• Miércoles, 19 de Septiembre de 2018

¿Nuevas elecciones en Cataluña?

Dentro del esperpento en el que se ha convertido la política en Cataluña

Dentro del esperpento en el que se ha convertido la política en Cataluña en los últimos tiempos, un argumento que va tomando cuerpo a medida que se acercan las elecciones del 21-D es que estas no van a resolver nada y que, por lo tanto ,será necesario convocar otras en un plazo breve de tiempo. Es decir, que sin haber votado en unas elecciones ya convocadas, se está mandando un mensaje letal a los ciudadanos: habrá que volver a las urnas en unos meses.
Este mensaje supone una falta absoluta de respeto a los tiempos y a las formas que hay que guardar en democracia: parecería lógico esperar a contar las papeletas en la noche del próximo 21-D, ver los escaños que obtiene cada partido, y a partir de ahí, exigirles un esfuerzo de entendimiento, de diálogo, de negociación y de pacto, para formar un Gobierno que devuelva a Cataluña la estabilidad institucional necesaria para salir de la parálisis en que le ha sumergido el proceso independentista.
Es verdad que las encuestas dicen lo que dicen: que los partidos independentistas (ERC; PdeCat y la CUP) están rozando por debajo la mayoría absoluta y que el bloque constitucionalista (Ciudadanos, PSC y PP) tampoco la obtiene, lo que convierte a la marca catalana de Podemos en árbitro de la situación.

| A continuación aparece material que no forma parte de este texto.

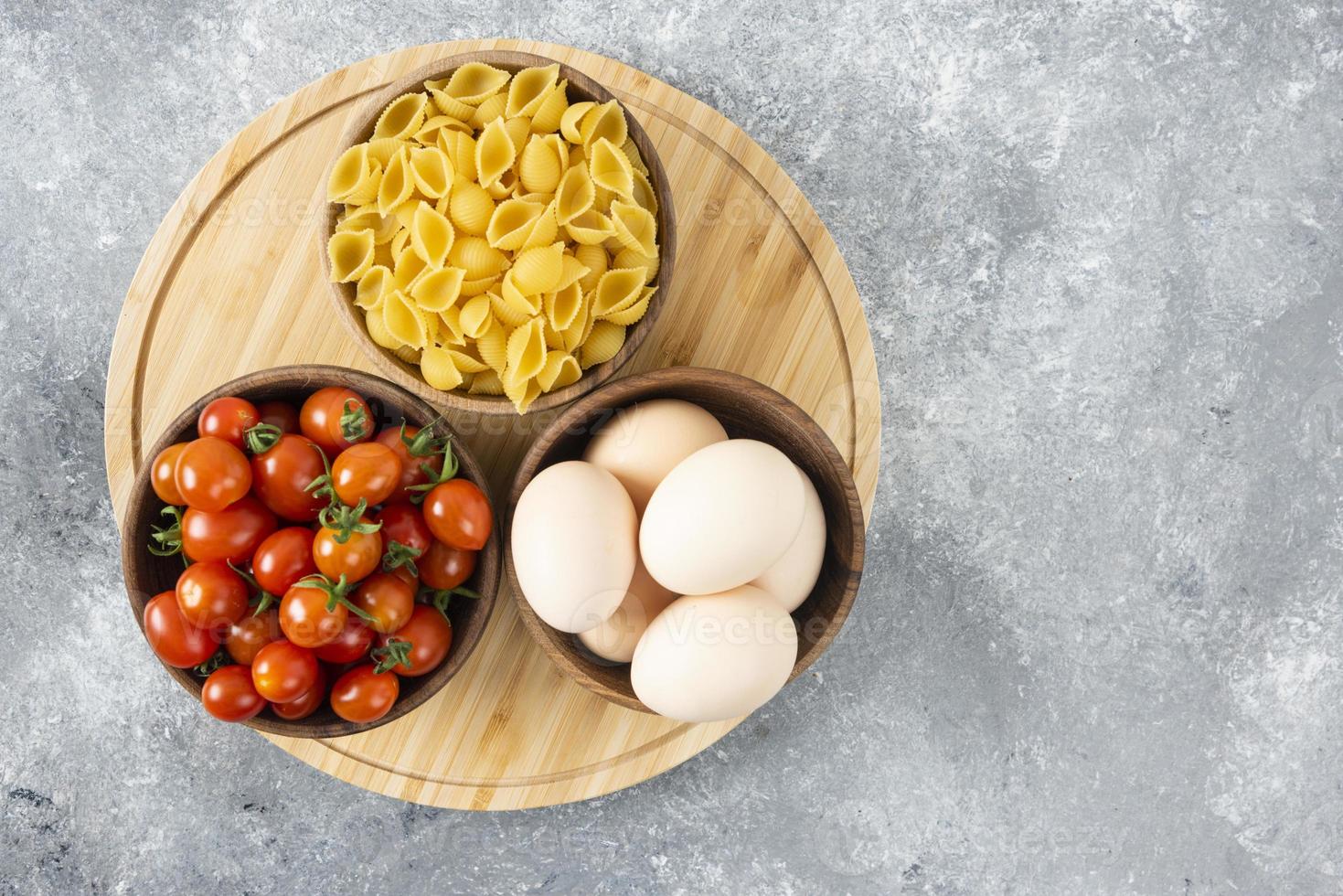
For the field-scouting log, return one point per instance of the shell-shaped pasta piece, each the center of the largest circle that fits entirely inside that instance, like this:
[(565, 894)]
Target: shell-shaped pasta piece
[(368, 218), (526, 351), (635, 228), (348, 174), (617, 291), (401, 117), (595, 260), (398, 185), (495, 154), (477, 257), (602, 344), (438, 369), (493, 348), (432, 235), (351, 252), (461, 151), (474, 82), (432, 171), (403, 320), (438, 289), (572, 117), (510, 223), (590, 229), (573, 195), (470, 208), (560, 369), (375, 283), (630, 258), (609, 166), (538, 271), (635, 312), (604, 123), (529, 89), (452, 106), (540, 166), (563, 306), (547, 117)]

Ciertamente, si esos augurios demoscópicos se cumplen, las dificultades para pactar y formar gobierno serán enormes, pero eso no es motivo para que a priori se esté lanzando el mensaje de que antes de votar el 21-D ya se esté pensando y hablando de unas nuevas elecciones. En los diez días que quedan de campaña electoral pueden pasar muchas cosas, algunas de ellas muy significativas y que caso de confirmarse cambiarían por completo el análisis que se hace a día de hoy.
Por ejemplo, que Ciudadanos consiga ser la fuerza más votada, por delante de partidos como ERC o la lista de Puigdemont, y que eso obligara a los partidos no independentistas, especialmente a Podemos, a tener que mojarse y optar bien por apoyar la investidura de la candidata de Ciudadanos, Inés Arrimadas, como presidenta, o bien por apoyar a un candidato independentista, donde las cosas tampoco están muy claras ya que Puigdemont está remontando cada día y comiéndole el terreno a ERC que tiene a su líder natural, Oriol Junqueras, en la cárcel. En resumen, puede pasar de todo el 21-D, por eso hay que esperar y en cualquier caso sería deseable que se evitase volver a llamar a las urnas dentro de unos meses a los ciudadanos de Cataluña. La situación social y económica no está para ese tipo de licencias.